Porter de 2 % à 60 % la part des surfaces agricoles mondiales consacrées à l’agriculture biologique, c’est possible ! Les travaux d’une équipe de l’INRAE et de Bordeaux Sciences Agro, publiés le 13 mai 2021 dans la revue Nature Food, en témoignent. Mais un tel déploiement nécessitera de grandes évolutions commente Pietro Barbieri, maître de Conférences en Agronomie à Bordeaux Sciences Agro et co-auteur de l’étude

Pietro Barbieri

« L’un des freins au développement de l’agriculture biologique est la ressource restreinte en azote, indispensable à la croissance des plantes (voir encadré). Malgré ce frein, nos modélisations montrent qu’il serait possible d’augmenter la part de l’agriculture biologique mondiale jusqu’à 60 %. Mais cela va nécessiter de grands changements, tant de la part des consommateurs que des producteurs. »

Diminuer et modifier notre alimentation

« Un des leviers pour accompagner cette augmentation serait de passer d’une consommation alimentaire moyenne de 3000 cal. par jour et par personne dans les pays développés à 2 200 cal., avec un rééquilibrage au niveau mondial.

Ce rééquilibrage implique une baisse drastique de la part de la viande dans notre alimentation, au profit des végétaux notamment des légumineuses. En parallèle, il faudra aussi diminuer le gaspillage alimentaire d’au moins 50 %. »

Repenser les systèmes d’élevage

« D’autres rééquilibrages devront aussi être opérés par les producteurs. L’un des leviers d’action passe par la réduction du nombre global de certains animaux d’élevage, comme les poules et les cochons. Aujourd’hui, ces animaux sont principalement nourris avec des céréales qui pourraient être utilisés pour l’alimentation humaine. »

Cela passe aussi par la relocalisation des élevages, notamment de ruminants, plus près des cultures et de retourner à des systèmes de cultures mixtes (NDR : production animale et végétale sur une même exploitation) afin d’optimiser le recyclage de l’azote. »

D’autres pistes à explorer

« Nous envisageons maintenant d’étudier d’autres moyens de récupérer des ressources additionnelles en azote, notamment en augmentant encore plus la part des légumineuses, comme le pois ou le haricot, dans les assolements en bio.

Autre piste : nourrir poulets ou cochons avec des ressources alternatives n’entrant pas en concurrence avec l’alimentation humaine ou issues des résidus du gaspillage alimentaire. Il reste encore beaucoup à faire et à explorer… »

Propos recueillis par Alexandrine Civard-Racinais

Barbieri, P., Pellerin, S., Seufert, V. et al.Global option space for organic agriculture is delimited by nitrogen availability. Nat Food(2021).

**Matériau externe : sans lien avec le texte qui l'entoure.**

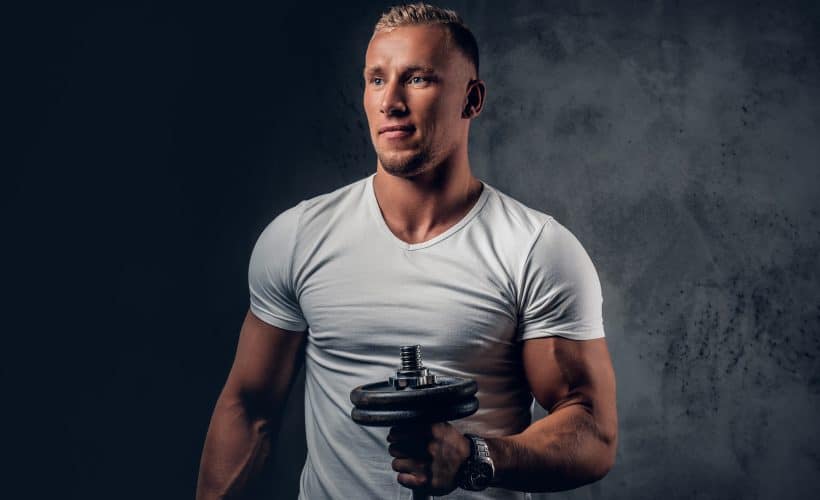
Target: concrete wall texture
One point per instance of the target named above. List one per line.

La ressource en Azote : une question centrale

  • En Agriculture Biologique, la fourniture d’azote repose essentiellement sur les fumiers issus de l’élevage et sur la fixation de l’azote atmosphérique dans le sol par les légumineuses.
  • Cette ressource naturelle est limitée.
  • Pour étudier l’impact de cette disponibilité sur le rendement des cultures et la sécurité alimentaire mondiale, l’équipe de l’INRAE et de Bordeaux Agro Sciences a développé un modèle simulant l’offre et la demande en azote des cultures agricoles en fonction de différents scénarios de développement de l’AB à l’échelle mondiale: 20, 30, 40… jusqu’à 100%. Une première.